Arbitrage-free pricing of CVA for cross-currency swap with wrong-way risk under stochastic correlation modeling framework

TL;DR

This paper introduces a stochastic correlation framework for arbitrage-free CVA pricing of cross-currency swaps that effectively captures tail dependence and wrong-way risk, improving upon traditional constant correlation models.

Contribution

It proposes a novel stochastic correlation approach to model WWR, bridging the gap between academic copula methods and industry resampling techniques.

Findings

Stochastic correlation significantly impacts CVA calculations.

The method captures tail dependence better than constant correlation models.

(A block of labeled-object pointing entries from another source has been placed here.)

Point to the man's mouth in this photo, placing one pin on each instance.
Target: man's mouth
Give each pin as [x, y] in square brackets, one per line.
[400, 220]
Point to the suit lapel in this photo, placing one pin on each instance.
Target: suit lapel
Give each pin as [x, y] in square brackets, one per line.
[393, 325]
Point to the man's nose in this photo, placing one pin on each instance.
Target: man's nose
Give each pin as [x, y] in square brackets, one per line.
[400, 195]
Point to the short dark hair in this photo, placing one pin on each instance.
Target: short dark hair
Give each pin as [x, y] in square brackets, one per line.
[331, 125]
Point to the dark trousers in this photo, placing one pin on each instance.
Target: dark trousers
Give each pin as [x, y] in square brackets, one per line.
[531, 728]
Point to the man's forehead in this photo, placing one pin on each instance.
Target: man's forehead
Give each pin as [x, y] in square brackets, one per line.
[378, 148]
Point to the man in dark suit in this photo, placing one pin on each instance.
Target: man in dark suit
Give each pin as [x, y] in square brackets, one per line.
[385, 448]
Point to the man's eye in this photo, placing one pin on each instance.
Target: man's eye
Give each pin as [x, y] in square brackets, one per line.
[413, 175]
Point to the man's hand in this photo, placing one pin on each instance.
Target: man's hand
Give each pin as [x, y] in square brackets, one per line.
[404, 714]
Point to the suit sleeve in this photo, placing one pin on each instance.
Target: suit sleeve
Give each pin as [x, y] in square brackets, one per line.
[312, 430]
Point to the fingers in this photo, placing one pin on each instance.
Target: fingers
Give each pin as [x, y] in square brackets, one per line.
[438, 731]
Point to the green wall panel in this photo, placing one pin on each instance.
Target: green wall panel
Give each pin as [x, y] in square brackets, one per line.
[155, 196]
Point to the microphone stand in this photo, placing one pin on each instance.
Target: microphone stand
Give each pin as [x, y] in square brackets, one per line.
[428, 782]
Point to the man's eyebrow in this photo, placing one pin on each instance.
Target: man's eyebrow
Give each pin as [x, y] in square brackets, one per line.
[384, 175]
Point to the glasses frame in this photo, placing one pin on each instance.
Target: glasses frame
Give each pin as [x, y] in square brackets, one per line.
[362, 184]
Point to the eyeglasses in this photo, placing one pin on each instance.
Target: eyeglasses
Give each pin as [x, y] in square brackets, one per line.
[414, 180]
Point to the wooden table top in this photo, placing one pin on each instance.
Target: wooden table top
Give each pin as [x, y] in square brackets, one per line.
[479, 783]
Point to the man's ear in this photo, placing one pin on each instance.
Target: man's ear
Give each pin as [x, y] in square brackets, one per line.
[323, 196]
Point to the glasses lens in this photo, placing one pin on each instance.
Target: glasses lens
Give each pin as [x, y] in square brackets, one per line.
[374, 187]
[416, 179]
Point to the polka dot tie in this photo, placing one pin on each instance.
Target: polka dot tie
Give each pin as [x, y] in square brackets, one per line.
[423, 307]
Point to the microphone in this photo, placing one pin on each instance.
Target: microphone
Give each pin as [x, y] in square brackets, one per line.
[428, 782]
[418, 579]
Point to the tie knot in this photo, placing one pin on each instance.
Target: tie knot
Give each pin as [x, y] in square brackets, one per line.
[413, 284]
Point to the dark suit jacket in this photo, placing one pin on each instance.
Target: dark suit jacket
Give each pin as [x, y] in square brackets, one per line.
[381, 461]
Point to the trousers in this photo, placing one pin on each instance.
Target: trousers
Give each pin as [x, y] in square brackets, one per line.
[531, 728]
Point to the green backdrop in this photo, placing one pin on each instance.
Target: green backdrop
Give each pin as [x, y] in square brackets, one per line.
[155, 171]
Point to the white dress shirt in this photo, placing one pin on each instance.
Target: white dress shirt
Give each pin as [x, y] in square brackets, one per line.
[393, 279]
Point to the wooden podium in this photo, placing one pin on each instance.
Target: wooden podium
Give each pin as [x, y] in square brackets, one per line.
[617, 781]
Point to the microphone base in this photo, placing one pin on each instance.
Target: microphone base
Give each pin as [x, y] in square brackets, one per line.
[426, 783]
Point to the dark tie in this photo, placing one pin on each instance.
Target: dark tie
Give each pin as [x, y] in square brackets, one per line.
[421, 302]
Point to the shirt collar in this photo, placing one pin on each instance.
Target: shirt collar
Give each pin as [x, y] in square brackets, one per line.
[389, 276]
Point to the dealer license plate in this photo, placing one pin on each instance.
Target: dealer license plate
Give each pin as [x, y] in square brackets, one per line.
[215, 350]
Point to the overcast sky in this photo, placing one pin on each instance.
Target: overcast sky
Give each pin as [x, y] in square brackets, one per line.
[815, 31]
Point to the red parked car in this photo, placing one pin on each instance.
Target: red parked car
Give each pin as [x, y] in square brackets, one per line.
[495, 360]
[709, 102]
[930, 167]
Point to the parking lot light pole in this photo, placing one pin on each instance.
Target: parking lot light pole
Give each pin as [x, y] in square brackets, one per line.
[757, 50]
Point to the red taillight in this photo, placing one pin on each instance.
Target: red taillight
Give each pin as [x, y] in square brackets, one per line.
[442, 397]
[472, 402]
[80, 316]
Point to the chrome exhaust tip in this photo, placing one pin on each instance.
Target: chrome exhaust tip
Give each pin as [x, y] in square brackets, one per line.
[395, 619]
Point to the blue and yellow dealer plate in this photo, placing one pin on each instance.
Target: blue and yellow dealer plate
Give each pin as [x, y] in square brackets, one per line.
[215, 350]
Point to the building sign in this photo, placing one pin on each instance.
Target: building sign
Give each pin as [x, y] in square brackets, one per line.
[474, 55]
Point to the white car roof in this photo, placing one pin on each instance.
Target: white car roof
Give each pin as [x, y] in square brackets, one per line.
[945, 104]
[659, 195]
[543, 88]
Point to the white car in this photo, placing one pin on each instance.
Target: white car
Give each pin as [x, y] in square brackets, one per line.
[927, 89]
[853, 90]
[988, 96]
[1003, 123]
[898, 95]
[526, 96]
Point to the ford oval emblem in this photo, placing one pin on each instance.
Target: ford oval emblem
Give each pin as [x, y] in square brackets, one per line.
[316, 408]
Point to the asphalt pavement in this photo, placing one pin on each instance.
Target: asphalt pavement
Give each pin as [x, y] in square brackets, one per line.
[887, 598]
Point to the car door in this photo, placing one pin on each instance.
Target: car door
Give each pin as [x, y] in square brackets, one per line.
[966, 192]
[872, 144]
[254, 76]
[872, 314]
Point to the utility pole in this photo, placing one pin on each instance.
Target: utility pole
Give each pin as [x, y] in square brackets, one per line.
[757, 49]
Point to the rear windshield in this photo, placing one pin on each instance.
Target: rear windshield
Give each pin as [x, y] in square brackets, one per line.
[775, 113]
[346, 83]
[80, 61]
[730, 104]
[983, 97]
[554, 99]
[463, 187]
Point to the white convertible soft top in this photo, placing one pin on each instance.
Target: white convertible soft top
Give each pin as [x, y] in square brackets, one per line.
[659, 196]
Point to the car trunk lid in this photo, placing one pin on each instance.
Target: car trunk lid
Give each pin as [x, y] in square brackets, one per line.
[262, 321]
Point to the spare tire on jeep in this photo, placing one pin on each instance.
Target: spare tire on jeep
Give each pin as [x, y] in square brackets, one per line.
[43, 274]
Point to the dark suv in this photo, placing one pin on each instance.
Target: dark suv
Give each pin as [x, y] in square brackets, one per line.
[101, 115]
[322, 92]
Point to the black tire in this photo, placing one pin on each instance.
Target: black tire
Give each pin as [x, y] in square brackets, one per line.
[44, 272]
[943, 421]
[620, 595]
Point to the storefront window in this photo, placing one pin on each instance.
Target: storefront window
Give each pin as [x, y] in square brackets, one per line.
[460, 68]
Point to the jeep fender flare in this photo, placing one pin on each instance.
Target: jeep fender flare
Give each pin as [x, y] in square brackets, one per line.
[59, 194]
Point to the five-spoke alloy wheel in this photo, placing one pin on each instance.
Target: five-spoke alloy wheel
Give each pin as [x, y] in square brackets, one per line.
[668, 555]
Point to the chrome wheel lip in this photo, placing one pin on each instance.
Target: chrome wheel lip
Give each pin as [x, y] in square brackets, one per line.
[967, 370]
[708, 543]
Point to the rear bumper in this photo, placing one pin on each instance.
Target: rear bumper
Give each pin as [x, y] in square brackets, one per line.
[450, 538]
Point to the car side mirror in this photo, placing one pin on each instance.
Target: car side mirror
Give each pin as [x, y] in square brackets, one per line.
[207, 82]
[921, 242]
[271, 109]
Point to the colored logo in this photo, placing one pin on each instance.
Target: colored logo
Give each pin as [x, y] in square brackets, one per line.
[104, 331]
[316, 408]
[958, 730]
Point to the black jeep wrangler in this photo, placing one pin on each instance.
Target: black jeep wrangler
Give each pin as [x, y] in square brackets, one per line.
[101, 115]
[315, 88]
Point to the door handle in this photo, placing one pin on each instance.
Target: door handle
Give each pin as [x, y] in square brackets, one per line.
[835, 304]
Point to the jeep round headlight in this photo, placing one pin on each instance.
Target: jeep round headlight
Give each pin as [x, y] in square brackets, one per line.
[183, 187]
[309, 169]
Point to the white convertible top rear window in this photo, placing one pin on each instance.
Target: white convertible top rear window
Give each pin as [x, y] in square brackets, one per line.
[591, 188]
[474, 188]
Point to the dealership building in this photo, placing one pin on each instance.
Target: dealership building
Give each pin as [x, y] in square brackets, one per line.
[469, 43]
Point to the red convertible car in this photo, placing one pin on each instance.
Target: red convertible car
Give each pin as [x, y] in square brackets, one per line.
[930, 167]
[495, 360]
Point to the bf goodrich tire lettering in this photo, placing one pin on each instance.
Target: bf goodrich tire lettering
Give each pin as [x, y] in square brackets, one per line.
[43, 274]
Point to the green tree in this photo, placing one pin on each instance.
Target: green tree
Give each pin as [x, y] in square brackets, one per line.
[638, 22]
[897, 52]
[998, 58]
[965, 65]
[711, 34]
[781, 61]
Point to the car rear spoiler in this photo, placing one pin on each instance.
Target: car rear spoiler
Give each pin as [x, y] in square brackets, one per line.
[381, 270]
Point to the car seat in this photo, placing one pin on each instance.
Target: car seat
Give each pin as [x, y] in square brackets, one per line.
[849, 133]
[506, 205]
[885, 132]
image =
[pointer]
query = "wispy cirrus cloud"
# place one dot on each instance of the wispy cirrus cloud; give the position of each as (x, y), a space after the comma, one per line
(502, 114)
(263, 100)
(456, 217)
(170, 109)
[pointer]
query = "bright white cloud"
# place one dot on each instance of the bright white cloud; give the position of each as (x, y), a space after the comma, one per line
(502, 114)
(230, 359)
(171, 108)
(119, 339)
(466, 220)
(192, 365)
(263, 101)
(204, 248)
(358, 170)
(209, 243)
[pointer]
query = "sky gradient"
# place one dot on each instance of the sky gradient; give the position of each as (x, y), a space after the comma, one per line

Results show substantial differences in CVA when using stochastic correlation.

Abstract

A positive correlation between exposure and counterparty credit risk gives rise to the so-called Wrong-Way Risk (WWR). Even after a decade of the financial crisis, addressing WWR in both sound and tractable ways remains challenging. Academicians have proposed arbitrage-free set-ups through copula methods but those are computationally expensive and hard to use in practice. Resampling methods are proposed by the industry but they lack mathematical foundations. The purpose of this article is to bridge this gap between the approaches used by academicians and industry. To this end, we propose a stochastic correlation approach to asses WWR. The methods based on constant correlation to model the dependency between exposure and counterparty credit risk assume a linear dependency, thus fail to capture the tail dependence. Using a stochastic correlation we move further away from the Gaussian copula and can capture the tail risk. This effect is reflected in the results where the impact of stochastic correlation on calculated CVA is substantial when compared to the case when a high constant correlation is assumed between exposure and credit. Given the uncertainty inherent to CVA, the proposed method is believed to provide a promising way to model WWR.